Start with the inclusion-exclusion argument. We compute the
cardinality of a set of arrangements where a given set of $q$ couples
or more sit together. There are $2^q$ possibilities of ordering the
$q$ couples. These are now fused and we have $2n-2q$ people left over
which are joined by $q$ couples in a circular permutation, so there
are $(2n-2q+q)!/(2n-2q+q) = (2n-q-1)!$ such arangements. This yields
by inclusion-exclusion the closed formula
$$\sum_{q=0}^n {n\choose q} (-1)^q 2^q (2n-q-1)!$$
which we divide by $(2n-1)!$ to get the probability. For the
asymptotics we use
$$(2n-q-1)! = \Gamma(2n-q) = \int_0^\infty x^{2n-q-1} e^{-x} dx.$$
This yields for the sum
$$\int_0^\infty x^{2n-1} e^{-x}
\sum_{q=0}^n {n\choose q} (-1)^q 2^q x^{-q}
dx
\\ = \int_0^\infty x^{2n-1} e^{-x}
\left(1-\frac{2}{x}\right)^n dx
= \int_0^\infty x^{n-1} (x-2)^n e^{-x} dx.$$
We will compute the asymptotic with Laplace's
method. To do this
put $x=nz$ to obtain
$$n^{n-1} \times n^n \times n
\times \int_0^\infty z^{n-1} (z-2/n)^n e^{-nz} dz
\\ = n^{2n}
\times \int_0^\infty z^{n-1} (z-2/n)^n e^{-nz} dz
.$$
The integrand is
$$\exp(n(\log(z)+\log(z-2/n)-\log(z)/n-z)) = \exp(n f(z)).$$
To find the saddle point we solve the saddle point equation $f'(z)=0$
which produces $$z_0 \approx 2 + \frac{1}{n^2}.$$
The asymptotic is then given by
$$\sqrt{\frac{2\pi}{n|f''(z_0)|}} e^{nf(z_0)}.$$
We have for $f(z_0)$
$$\log 2 + \log(1+1/n^2/2)
+ \log 2 + \log(1-1/n+1/n^2/2)
\\ - 1/n \log 2 - 1/n \log (1 + 1/n^2/2)
- 2 - 1/n^2.$$
The first two terns are
$$f(z_0) \approx 2\log 2 -2 - 1/n \log 2 - 1/n.$$
Furthermore we have
$$f''(z_0) \approx -\frac{1}{2}$$
so $f(z)$ does indeed have a maximum there.

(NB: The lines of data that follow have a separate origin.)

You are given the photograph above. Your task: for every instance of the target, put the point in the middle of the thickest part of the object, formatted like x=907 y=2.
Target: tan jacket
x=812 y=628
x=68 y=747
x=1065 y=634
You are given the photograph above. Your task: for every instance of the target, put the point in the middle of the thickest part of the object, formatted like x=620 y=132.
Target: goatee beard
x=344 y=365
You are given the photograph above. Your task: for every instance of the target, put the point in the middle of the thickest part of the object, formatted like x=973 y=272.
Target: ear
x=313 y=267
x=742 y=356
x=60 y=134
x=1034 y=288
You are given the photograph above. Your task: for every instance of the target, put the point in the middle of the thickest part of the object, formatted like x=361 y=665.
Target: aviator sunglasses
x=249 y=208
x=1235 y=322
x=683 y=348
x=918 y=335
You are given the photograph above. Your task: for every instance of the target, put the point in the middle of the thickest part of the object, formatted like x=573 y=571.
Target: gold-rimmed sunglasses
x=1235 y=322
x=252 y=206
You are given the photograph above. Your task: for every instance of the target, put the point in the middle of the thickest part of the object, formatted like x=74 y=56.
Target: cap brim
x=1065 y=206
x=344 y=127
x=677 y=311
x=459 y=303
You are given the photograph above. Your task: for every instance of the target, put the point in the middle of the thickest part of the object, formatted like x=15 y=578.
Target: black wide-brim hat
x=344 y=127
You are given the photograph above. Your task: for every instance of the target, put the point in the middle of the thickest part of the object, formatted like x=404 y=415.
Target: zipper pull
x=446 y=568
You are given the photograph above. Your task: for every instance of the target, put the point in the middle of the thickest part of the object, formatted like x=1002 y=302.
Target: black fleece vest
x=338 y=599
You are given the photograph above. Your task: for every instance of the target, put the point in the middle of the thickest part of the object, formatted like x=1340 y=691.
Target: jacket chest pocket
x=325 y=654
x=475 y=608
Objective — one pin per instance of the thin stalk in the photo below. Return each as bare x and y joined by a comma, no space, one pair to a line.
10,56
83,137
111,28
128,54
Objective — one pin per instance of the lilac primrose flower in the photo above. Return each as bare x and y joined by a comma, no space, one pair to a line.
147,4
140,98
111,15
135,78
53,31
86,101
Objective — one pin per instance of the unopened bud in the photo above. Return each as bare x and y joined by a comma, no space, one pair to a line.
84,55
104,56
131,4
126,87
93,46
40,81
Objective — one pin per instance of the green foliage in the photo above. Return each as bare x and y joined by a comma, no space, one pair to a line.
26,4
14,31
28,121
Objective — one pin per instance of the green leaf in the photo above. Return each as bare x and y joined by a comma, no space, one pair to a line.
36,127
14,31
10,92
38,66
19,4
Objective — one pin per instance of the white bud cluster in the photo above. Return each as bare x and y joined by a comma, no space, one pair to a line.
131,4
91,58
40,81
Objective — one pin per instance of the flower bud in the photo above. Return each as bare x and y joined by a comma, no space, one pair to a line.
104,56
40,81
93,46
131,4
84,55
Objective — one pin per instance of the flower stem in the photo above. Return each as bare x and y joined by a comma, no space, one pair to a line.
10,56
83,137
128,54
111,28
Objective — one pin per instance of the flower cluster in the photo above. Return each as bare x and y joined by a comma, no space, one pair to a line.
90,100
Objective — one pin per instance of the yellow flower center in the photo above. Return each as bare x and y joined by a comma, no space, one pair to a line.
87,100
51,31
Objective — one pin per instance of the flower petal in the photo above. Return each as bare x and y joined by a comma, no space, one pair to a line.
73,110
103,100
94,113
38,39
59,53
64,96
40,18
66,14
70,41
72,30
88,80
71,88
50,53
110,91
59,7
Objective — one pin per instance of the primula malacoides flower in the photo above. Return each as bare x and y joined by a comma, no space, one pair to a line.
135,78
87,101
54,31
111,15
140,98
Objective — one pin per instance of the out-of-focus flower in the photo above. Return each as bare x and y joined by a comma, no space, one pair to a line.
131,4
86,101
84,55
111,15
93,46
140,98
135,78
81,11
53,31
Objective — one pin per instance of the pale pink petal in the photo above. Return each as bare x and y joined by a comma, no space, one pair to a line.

Putting it all together we obtain
$$\sqrt{\frac{4\pi}{n}}
e^{2n\log 2 - 2n - \log 2 - 1}
= 2\sqrt{\frac{\pi}{n}}
\frac{2^{2n}}{2e^{2n+1}}
= \sqrt{\frac{\pi}{n}}
\frac{2^{2n}}{e^{2n+1}}.$$
This yields for our sum
$$n^{2n-1/2} \sqrt{\pi} \frac{2^{2n}}{e^{2n+1}}.$$
Now Stirling's formula yields
$$(2n-1)! \sim \sqrt{2\pi(2n-1)} (2n-1)^{2n-1} e^{-(2n-1)}.$$
This gives for the probability
$$\frac{1}{e^2} \frac{2\sqrt{n}}{\sqrt{2(2n-1)}}
\frac{2^{2n-1} n^{2n-1}}{(2n-1)^{2n-1}}
\sim \frac{1}{e^2}
\left(1+\frac{1}{2n-1}\right)^{2n-1}
\sim \frac{1}{e}$$
and the conjecture is proved.
Remark. These are the details of the inclusion-exclusion
argument. The nodes of the underlying poset represent arrangements
where some set of $q$ couples sit together, possibly more. The Mobius
function of the poset is $(-1)^q.$ A specific arrangement with exactly
$p$ couples sitting together is included in the ${p\choose q}$ nodes
where $q$ couples from the $p$ couples sit together, or more. It is
not included in any nodes representing more than $p$ couples sitting
together because this is impossible when the count is precisely
$p$. Therefore the total weight with the given Mobius function is
$$\sum_{q=0}^p {p\choose q} (-1)^q.$$
This is zero when $p\ge 1$ and one when $p = 0.$ These weights
correctly represent the requirement of arrangements with no couples
sitting together being counted once and all others being counted zero
times.
Addendum. An approach to this problem using the methods of
experimental mathematics might begin by computing the values for small
$n$ using total enumeration and hence verify the formula from
inclusion-exclusion, and then use that to compute the probabilities
for larger $n$, leading to a conjecture that we have $1/e.$ The
enumeration task is practicable to about $n=5$ and confirms the
correctness of the formula. This is the code, which consumes very
little memory. We get starting with one couple
$$0, 2, 32, 1488, 112512,\ldots$$
Observe that we got the correct value for $n=1$ unlike from the
formula, which does not work here because when there is only one
couple the two orderings of its constituents are the same, but the
factor $2^q$ produces a value of two instead of a value of one.
with(combinat);
X :=
proc(n)
option remember;
local perm, circ, count, pos;
count := 0;
perm := firstperm(2*n-1);
while type(perm, `list`) do
circ := [op(perm), 2*n, perm[1]];
for pos to 2*n do
if abs(circ[pos]-circ[pos+1]) = 1
and type(min(circ[pos], circ[pos+1]), `odd`)
then
break;
fi;
od;
if pos = 2*n + 1 then
count := count + 1;
fi;
perm := nextperm(perm);
od;
count;
end;
Q := n -> add(binomial(n,q)*(-1)^q*2^q*(2*n-q-1)!, q=0..n);